Seiden shook his head. "I'm saying it's an anomaly. If it's an implant, it's a bloody good one. Better than I could do."
The sim. It had to be the sim. "It's like a real experience, slotted in afterwards so the edges don't quite join up."
Seiden looked round. "Something like that. Where the hell did you learn to read retrieval traces?"
"Nowhere. I'm a lucky guesser. Can you stick it all in a report and send it to me? I need a one-page summary simple enough that a head of section will sign an arrest warrant on the strength of it."
Warrick put up more resistance than Tanit.
The director pushed his way into the psychologist's office only minutes after Toreth, B-C and a pair of I&I guards arrived. Toreth continued to read the warrant out, simply raising his voice to make sure that Tanit could hear it over Warrick's protests.
When he'd finished, and asked her if she understood, Tanit nodded and turned to Warrick.
"Don't worry," she said. "I don't have anything to hide."
"Don't —" The guards started to move forwards and Warrick stepped quickly in front of Tanit. "She's not going anywhere until I get her a lawyer."
"Arrange it with the Justice rep," Toreth said. "I'll send you the name as soon as one's appointed." He turned to the guards. "B-C, get her back to I&I. Process her, put her in the cells."
"Yes, Para."
"You can't — " Warrick began.
Toreth caught Warrick by the arm and pushed him back a few steps, holding him as the guards escorted Marian from the room. Warrick tried to jerk his arm free, then hissed with pain as Toreth dug his fingers in strategically.

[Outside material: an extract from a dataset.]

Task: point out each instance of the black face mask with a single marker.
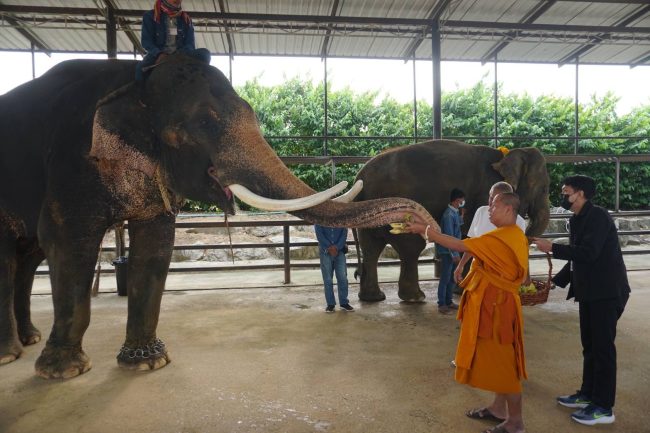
(565, 203)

"Listen to me," Toreth said, his voice low. "I'm doing my job here. Just because I've had my cock in you a few times doesn't mean that I give a fuck about what you think — about Tanit, about I&I, or about any other fucking thing. One more fucking word out of you, and I'll arrest you for obstruction."
Warrick stared at him, his mouth open. Then it snapped closed, and he nodded sharply.
Toreth released him and turned to find B-C and the guards still waiting in the outer office. Tanit was watching them through the door with a slight smile. Her calm was mildly unnerving.
"Go on — get her out of here."
As the guards started to lead her away, Warrick took a step forwards, then stopped himself. Silence in the office, until the sounds of footsteps had faded, and Warrick turned to him.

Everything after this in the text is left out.